The cloud adds elasticity and scale, and cost savings of at least 20%, with 50% or even 70% cost reductions possible in some situations. However, he cautions that few companies genuinely operate their analytics systems at petabyte scale: Forrester calculates that fewer than 3% do.
Those that do are mostly in manufacturing and other highly instrumented businesses. They might, for their part, turn to edge processing and machine learning to cut down data flows and speed decision making.
The other change is the move towards real-time processing, with “click stream” data in e-commerce, entertainment and social media producing constant flows of information that needs immediate analysis, but has limited longer-term value. Organisations, for their part, will only invest in stream analytics if the business can react to the information, which in turn requires high levels of automation.
This is prompting suppliers to claim they can straddle both markets, combining the flexibility of the data lake with the structured processing of the data warehouse. Databricks, for example, says it can enable “business intelligence and machine learning on all data” in its data lakehouse, removing the need for its customers to run duplicated data warehouse and data lake architectures.
Whether that means the demise of the conventional data warehouse, though, is unclear.
“Without this lakehouse, the world is divided into two different parts,” says Ali Ghodsi, CEO of Databricks. “There are warehouses, which are mostly about the past, and you can ask questions about ‘what was my revenue last quarter?’ On the other side is AI and machine learning, which is all about the future. ‘Which of my customers is going to disappear? Is this engine going to break down?’ These are much more interesting questions.
“I think the lakehouse will be the way of the future, and 10 years from now, you won’t really see data warehouses being used like this anymore,” he says. “They will be around just like mainframes are around, but I think the lakehouse category is going to subsume the warehouse.”
Back to the future
By no means everyone believes the data warehouse has had its day, however. As Databricks’ Ghodsi concedes, some systems will carry on as long as they are useful. And there are risks inherent with moving to new platforms, however great their promise. “Data lakes, and new infrastructure models, can be too simplistic and do not fix the real complexity challenge of managing and integrating data,” says PA Consulting’s Berkley.
Much will depend on the insights organisations need from their data. “Data warehouses and DL are very complementary,” says Jonathan Ellis, chief technology officer of Datastax. “We don’t serve Twitter or Netflix out of a data warehouse, but we don’t serve a BI dashboard out of Cassandra. [We] run live applications out of Cassandra and do analytics in the data warehouse. What is exciting in the industry is the conjunction of streaming technology and the data warehouse.

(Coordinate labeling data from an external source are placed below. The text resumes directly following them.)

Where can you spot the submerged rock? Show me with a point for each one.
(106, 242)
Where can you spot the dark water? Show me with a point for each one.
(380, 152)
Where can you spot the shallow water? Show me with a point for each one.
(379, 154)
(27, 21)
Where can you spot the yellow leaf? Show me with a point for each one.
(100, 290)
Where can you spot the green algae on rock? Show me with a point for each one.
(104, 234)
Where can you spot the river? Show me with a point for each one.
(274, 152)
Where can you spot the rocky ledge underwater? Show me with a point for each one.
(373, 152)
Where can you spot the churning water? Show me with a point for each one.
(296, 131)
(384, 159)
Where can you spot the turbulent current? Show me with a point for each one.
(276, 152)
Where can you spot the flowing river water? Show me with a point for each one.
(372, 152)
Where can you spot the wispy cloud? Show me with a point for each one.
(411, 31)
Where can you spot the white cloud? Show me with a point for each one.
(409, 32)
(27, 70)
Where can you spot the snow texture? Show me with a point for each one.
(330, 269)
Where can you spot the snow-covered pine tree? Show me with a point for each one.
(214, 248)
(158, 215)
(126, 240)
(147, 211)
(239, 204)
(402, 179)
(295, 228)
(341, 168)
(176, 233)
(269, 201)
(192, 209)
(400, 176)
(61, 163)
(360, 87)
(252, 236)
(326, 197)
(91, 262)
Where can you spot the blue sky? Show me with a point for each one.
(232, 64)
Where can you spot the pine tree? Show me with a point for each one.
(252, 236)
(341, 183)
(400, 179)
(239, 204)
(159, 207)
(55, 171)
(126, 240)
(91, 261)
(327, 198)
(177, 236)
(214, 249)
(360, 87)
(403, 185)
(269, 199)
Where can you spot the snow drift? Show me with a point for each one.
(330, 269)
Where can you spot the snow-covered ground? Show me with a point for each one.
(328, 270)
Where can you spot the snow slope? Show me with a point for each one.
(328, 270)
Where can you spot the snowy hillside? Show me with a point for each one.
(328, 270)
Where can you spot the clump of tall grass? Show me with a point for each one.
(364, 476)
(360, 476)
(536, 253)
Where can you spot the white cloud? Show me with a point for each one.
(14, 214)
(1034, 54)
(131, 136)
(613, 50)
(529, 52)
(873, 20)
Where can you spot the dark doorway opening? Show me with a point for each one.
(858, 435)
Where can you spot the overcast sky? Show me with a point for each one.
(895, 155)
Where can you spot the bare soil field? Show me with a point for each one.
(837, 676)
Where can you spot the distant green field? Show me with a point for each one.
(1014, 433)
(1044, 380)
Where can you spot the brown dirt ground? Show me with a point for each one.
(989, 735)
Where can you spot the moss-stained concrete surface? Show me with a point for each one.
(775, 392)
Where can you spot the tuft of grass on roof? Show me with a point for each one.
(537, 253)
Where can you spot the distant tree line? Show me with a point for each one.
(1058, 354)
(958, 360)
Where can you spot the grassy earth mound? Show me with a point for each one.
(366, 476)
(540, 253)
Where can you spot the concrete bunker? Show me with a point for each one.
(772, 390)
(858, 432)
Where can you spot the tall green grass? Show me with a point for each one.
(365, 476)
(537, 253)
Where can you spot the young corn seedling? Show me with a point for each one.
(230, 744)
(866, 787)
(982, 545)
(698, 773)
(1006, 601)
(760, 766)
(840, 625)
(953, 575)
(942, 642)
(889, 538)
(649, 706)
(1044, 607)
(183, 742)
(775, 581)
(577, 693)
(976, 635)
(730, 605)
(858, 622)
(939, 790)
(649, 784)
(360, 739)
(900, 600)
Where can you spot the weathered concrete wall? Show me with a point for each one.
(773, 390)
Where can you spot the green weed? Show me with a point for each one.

“Databases are sticky and although everybody in the data warehousing space broadly supports Sequel, the devil is in the detail,” he says. “How you design schemas for optimum performance differs from supplier to supplier.”
He predicts a hybrid model, comprising on-premise and cloud, open source and proprietary software, to create a “deconstructed data warehouse” that is more flexible than conventional offerings, and more able to handle real-time data.
Others in the industry agree. We are likely to see a more diverse market, rather than one technology replacing all others, even if this poses a challenge for CIOs.
The data warehouse is likely to carry on, for some time at least, as the “gold copy” of enterprise data.
Pure Storage’s McMullan predicts that organisations will use warehouses, lakes and hubs to view different sets of data through different lenses. “It will be a lot harder than it used to be, with modern data sets and the requirements to go with it,” he says. “It is no longer about what you can do in your 42U, 19-inch rack.”